What do you like best about Sigma?
Sigma is awesome at making data accessible and editable for non-technical users, requiring minimal tech background to use effectively. If the data is modeled optimally for Sigma, this creates a great user experience, for fast performance as well as ease of editing for those non-technical users. As with any tool though, technical users can focus more on driving business value than spending too much time improving query durations.
Their writeback feature is very helpful. It's something that other BI tools should take note of, in my experience, no one does writeback better than Sigma. We can have a functional application like experience, where users can input values, tweak assumptions and scenario plan, without ever leaving the report.
Ai functionality is very cool and intuitive. While Ask Sigma has room for improvement, I do appreciate where this is headed. Things like Explain this Chart is a wow factor, and is actually useful.
Their support chat is great. We used it heavily at the beginning of our implementation. Review collected by and hosted on G2.com.
What do you dislike about Sigma?
Sigma takes a very literal approach to data handling, in contrast to Power BI's more abstract methodology. This fundamental difference has significant implications for performance and cost management.
Cost and Performance Considerations
Cloud Warehouse Costs:
Sigma's literal data handling approach can lead to substantially higher cloud warehouse costs if not managed carefully. The platform requires more compute resources to execute operations compared to alternatives.

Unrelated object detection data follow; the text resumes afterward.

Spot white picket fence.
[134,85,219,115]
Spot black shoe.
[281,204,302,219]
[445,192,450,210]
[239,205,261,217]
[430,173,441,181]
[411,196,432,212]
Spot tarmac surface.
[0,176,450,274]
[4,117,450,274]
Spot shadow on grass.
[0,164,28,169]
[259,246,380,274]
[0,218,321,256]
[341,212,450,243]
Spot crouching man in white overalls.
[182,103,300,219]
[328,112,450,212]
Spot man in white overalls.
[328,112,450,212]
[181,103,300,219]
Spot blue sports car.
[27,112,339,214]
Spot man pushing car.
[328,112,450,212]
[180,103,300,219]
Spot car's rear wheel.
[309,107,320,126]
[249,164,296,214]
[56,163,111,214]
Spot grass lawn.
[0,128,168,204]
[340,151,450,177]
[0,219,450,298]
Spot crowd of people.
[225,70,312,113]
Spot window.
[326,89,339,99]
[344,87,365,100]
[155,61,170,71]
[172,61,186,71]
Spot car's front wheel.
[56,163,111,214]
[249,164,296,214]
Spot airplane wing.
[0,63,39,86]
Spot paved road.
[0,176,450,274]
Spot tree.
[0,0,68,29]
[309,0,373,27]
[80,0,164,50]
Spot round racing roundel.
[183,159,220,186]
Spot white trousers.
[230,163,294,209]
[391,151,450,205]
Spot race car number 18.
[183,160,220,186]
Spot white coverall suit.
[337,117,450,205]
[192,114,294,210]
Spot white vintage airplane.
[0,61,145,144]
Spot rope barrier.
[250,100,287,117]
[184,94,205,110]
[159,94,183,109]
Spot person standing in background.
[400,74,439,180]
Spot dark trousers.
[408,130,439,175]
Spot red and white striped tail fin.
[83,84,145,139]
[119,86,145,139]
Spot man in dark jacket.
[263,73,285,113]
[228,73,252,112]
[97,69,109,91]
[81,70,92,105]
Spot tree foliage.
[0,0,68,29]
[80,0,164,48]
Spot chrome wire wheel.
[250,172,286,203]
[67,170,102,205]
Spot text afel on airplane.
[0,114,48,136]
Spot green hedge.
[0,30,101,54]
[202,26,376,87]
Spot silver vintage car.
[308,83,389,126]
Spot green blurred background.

Data Preparation Requirements:
Success with Sigma depends heavily on proper data optimization and preparation. Organizations that invest in optimizing their data structure for Sigma's architecture can achieve good results. However, performing joins and on-the-fly data combinations creates a poor user experience for report consumers.
Visualization Limitations
Sigma struggles with complex visualizations, a problem that's becoming more pronounced with the introduction of input tables and linked input tables. These features drive extensive downstream calculations, but Sigma's handling of dependent visualizations remains inefficient.
Performance Issues:
Downstream visuals that utilize input table results suffer from slow interaction speeds. The platform needs to improve how it materializes results to address this fundamental performance bottleneck.
Materialization Problems
Sigma's materialization feature remains in beta status despite being available for an extended period. Even when functional, materializations are slow to execute—a significant issue given that data operations should be nearly instantaneous when occurring within the same data warehouse environment.
Technical Solutions Needed:
Sigma should implement more efficient use of temporary or transient tables for complex calculations. Downstream elements should access stored calculation results without triggering full refreshes, which currently cause compilation delays and poor user experience.
Performance per type of fact table
Strengths: Sigma excels with regular fact tables, particularly transaction data that requires simple aggregations like column sums.
Weaknesses: The platform struggles significantly with snapshot data like account balances. Visualizing balance-type data at scale requires extensive backend data preparation to achieve acceptable performance and user experience.
Bottom Line
While Sigma can be effective with proper data architecture and preparation, its literal approach to data handling creates performance challenges that require careful management to avoid cost overruns and user experience issues. We made the decision that the pros for accessible data outweighed the cons. Because if end users couldn't understand how to access and interact with the data, they wouldn't use it at all. Review collected by and hosted on G2.com.